Any solution design revolves around data, and it is mostly about storing, updating, and accessing it regardless of whether it is about customers or products. As the adoption of the internet is increasing, so is data and the need for data architects. In the last decade, data growth has risen exponentially – not long ago, gigabytes of data were considered to be big data, but now even 100 terabytes of data are deemed to be normal. You can even get a 1-terabyte computer hard disk.
Traditionally, data used to be stored in a structured relational way. Now, most data is in an unstructured format generated from resources such as social media, Internet of Things (IoT), and application logs. There is a need to store, process, and analyze data to get useful insights, where the data architect role comes into the picture.
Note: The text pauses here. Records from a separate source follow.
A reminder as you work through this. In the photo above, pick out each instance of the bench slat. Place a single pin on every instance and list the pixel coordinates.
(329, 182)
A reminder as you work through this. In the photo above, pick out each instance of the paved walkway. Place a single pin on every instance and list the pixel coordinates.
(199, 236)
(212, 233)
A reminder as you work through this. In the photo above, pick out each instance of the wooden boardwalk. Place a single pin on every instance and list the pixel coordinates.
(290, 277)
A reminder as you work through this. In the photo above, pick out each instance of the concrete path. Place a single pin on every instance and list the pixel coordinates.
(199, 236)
The data architect defines a set of rules, policies, standards, and models that govern the type of data that's used and collected in the organization database. They design, create, and manage the data architecture in an organization. A data architect develops data models and data lake designs to capture business's key performance indicators (KPIs) and enable data transformation. They ensure consistent data performance and data quality across the organization.
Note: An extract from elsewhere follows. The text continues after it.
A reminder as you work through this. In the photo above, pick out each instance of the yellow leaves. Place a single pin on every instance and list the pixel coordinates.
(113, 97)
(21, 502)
The primary customers for a data architect are as follows:
- Business executives using Business Intelligence (BI) tools for data visualization
- Business analysts using a data warehouse to get more data insight
- Data engineers performing data wrangling using Extract, Transform, and Load (ETL) jobs
- Data scientists for machine learning
- Development teams for application data management
To fulfill organizational needs, the data architect is responsible for the following:
- Selection of database technology
- A relational database schema for application development
- Data warehousing for data analysis and BI tools
- Data lake as the centralized datastore
- Datamart design
- Machine learning tools
- Data security and encryption
- Data compliance
You will learn more about data architectures in Chapter 13, Data Engineering and Machine Learning. Overall, the data architect needs to be aware of different database technologies, BI tools, data security, and encryption to make the right selection.